Norman Edwards : Intuition
Oui, c’est ça... Je suis arrivé en France en 1915, en mars, quand la première division, la « 48th South Midland Division » y a été envoyée. J’y ai passé la Noël et ensuite j’ai été blessé en 1916, en juillet 1916, juste après le déclenchement de la Bataille de la Somme. Durant la Bataille de la Somme, notre compagnie a reçu l’ordre d’attaquer et de conquérir la seconde ligne de l’ennemi, vous voyez... Et c’est ainsi que nous nous sommes trouvés sous le feu croisé des mitrailleuses ennemies et que j’ai été blessé. J’ignore exactement ce qui s’est passé après, mais j’ai reçu l’ordre de mes officiers de ramper jus qu’à nos propres lignes arrières, le sang ruisselait le long de mon bras. Je peux me souvenir d’au moins trois occasions particulières durant lesquelles j’aurais dû être tué et si je n ’avais eu je ne sais quelle intuition du danger.

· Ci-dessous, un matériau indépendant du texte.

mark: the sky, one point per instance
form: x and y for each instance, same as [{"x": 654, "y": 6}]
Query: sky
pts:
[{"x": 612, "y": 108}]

La seconde occasion, c’était par un jour comme aujourd’hui, ensoleillé, calme, juste quelques obus qui tombaient, mais rien de méchant. Nous étions dans la tranchée de réserve. J’étais assis dans la tranchée comme je le suis maintenant ; devant moi, il y avait le parapet, et les Allemands au-dessus de l’autre côté. En moi, quelque voix * a dit : « Bouge ! Ne reste pas là ». J’ai répondu, je me suis levé et je me suis mis dans l’autre coin de la tranchée, puis je me suis assis en tournant le dos aux Allemands. Je n’avais pas bougé depuis une minute quand soudain il y a eu un « Wiiz... Bang ! » Une bombe a explosé au-dessus et un énorme morceau de métal s’est écrasé précisément à l’endroit où j’étais assis auparavant, faisant un gros trou dans la tranchée. Si j’étais resté là, ça m’aurait atteint de plein fouet. Alors ... pourquoi ai-je bougé ? Je ne sais pas.
L ’autre fois où j’ai eu cette sorte d’intuition, c’était quand nous avons reçu une instruction, en tant que mitrailleurs, précisant qu’à l’aube et à la nuit tombée, nous ne devions pas faire feu de notre poste de tir, mais plutôt poster la mitrailleuse dans un autre lieu, à droite ou à gauche, à quelques mètres, la monter et ensuite tirer quelques coups pour nous assurer qu’elle fonctionnait correctement. Ça n’était pas idéal pour l’infanterie, mais on avait l’habitude de faire ça. Un soir, à la tombée de la nuit, j’ai monté le fusil fixé la ceinture de balles, et je m’apprêtais à me mettre debout pour visualiser le site alentour en visant les tranchées allemandes, quand soudain j’ai reçu cette intimation ** qui me disait : « Ne te mets pas debout derrière la mitrailleuse pour regarder la nuit autour, allonge-toi ici, et fais feu avec tes deux pouces en balayant comme ça ! » Alors que je faisais ça, il y a eu un « Bang ! », puis, ça s ’est arrêté. Lorsque j’ai commencé à démonter la mitrailleuse, j’ai trouvé au sommet de l’engin... c’était des mitrailleuses refroidies à l’eau, il y avait un loquet sur le système par lequel on introduisait l’eau à l’avant, à cet endroit le sniper qui avait tiré y avait fiché une balle. Si j’avais été dans la position normale, en regardant de droite à gauche, j’aurais pris la balle juste ici. Mais pourquoi ?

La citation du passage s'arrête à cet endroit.